The hospital today is organised on the twin lean principles of “flow” and “quality”. Doctors and nurses used to keep a professional distance from each other. Now they work (and sit) together in teams. (Goran Ornung, a doctor, likens the teams to workers in Formula One pit stops.) In the old days people concentrated solely on their field of medical expertise. Now they are all responsible for suggesting operational improvements as well.
One innovation involved buying a roll of yellow tape. Staff used to waste precious time looking for defibrillator machines and the like. Then someone suggested marking a spot on the floor with yellow tape and insisting that the machines were always kept there. Other ideas are equally low-tech. Teams use a series of magnetic dots to keep track of each patient’s progress and which beds are free. They discharge patients throughout the day rather than in one batch, so that they can easily find a taxi.
St Goran’s is the medical equivalent of a budget airline. There are four to six patients to a room. The decor is institutional. Everything is done to “maximise throughput”. The aim is to give taxpayers value for money. Hospitals should not be in the hotel business, the argument goes. St Goran’s has reduced waiting times by increasing throughput. It has also reduced each patient’s likelihood of picking up an infection. However, scrimping on hotel services means that it has to invest in preparing patients for admission and providing support after they are released.
The hospital has helped to change the way Swedes receive health care. Ms Wallgren likens it to a hare that sets the pace of a dog race. The hare can run fast because its staff think of themselves as part of a team, and because managers emphasise collective learning. But St Goran’s is also a symptom of a wider change.
Sweden has gone further than any other European country in embracing the purchaser-provider split—that is, in using government money to buy public services from whichever providers, public or private, offer the best combination of price and quality. Private firms provide 20% of public hospital care in Sweden and 30% of public primary care. Both the public and private sectors are obsessed with lean management; they realise that a high-cost country such as Sweden must make the best use of its resources.
Spreading efficiency will not be easy, however. Europeans instinctively recoil from private companies making money from health care.

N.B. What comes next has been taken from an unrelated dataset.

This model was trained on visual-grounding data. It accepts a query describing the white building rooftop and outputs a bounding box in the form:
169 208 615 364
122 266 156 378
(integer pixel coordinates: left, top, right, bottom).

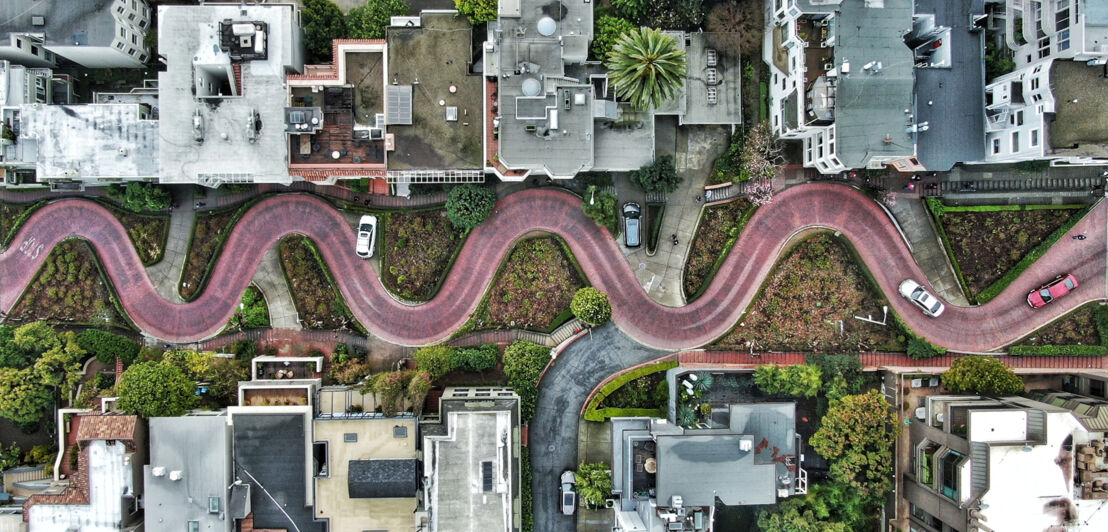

British placards protest against modest reforms with pictures of fat cats helping the health minister to disembowel a patient labelled “NHS” (National Health Service). Even in Sweden, the mood has grown more hostile since some private-equity companies were embroiled in scandals at nursing homes.
The public-health business is hardly alluring for investors, either. Cash-strapped European governments are striking hard bargains. Leif Karnstrom, a senior figure at Stockholm County Council, is excited about a new system of “outcome-based health care” that allows him to claim his money back if providers perform poorly. Most people in the private-equity business think there are easier ways to make money than taking over bits of the state.
This is a pity. Private health-care companies have several advantages over public organisations. They have more incentive to make services more efficient, since they typically keep some of the savings. They are better at persuading their employees to adopt new ideas. And they are better at spreading new ideas across borders. Europe should be proud of its public-health services. But if it wants them still to be affordable in the future, it should allow more private companies into the mix. (From the May 18th 2013 edition of The Economist.)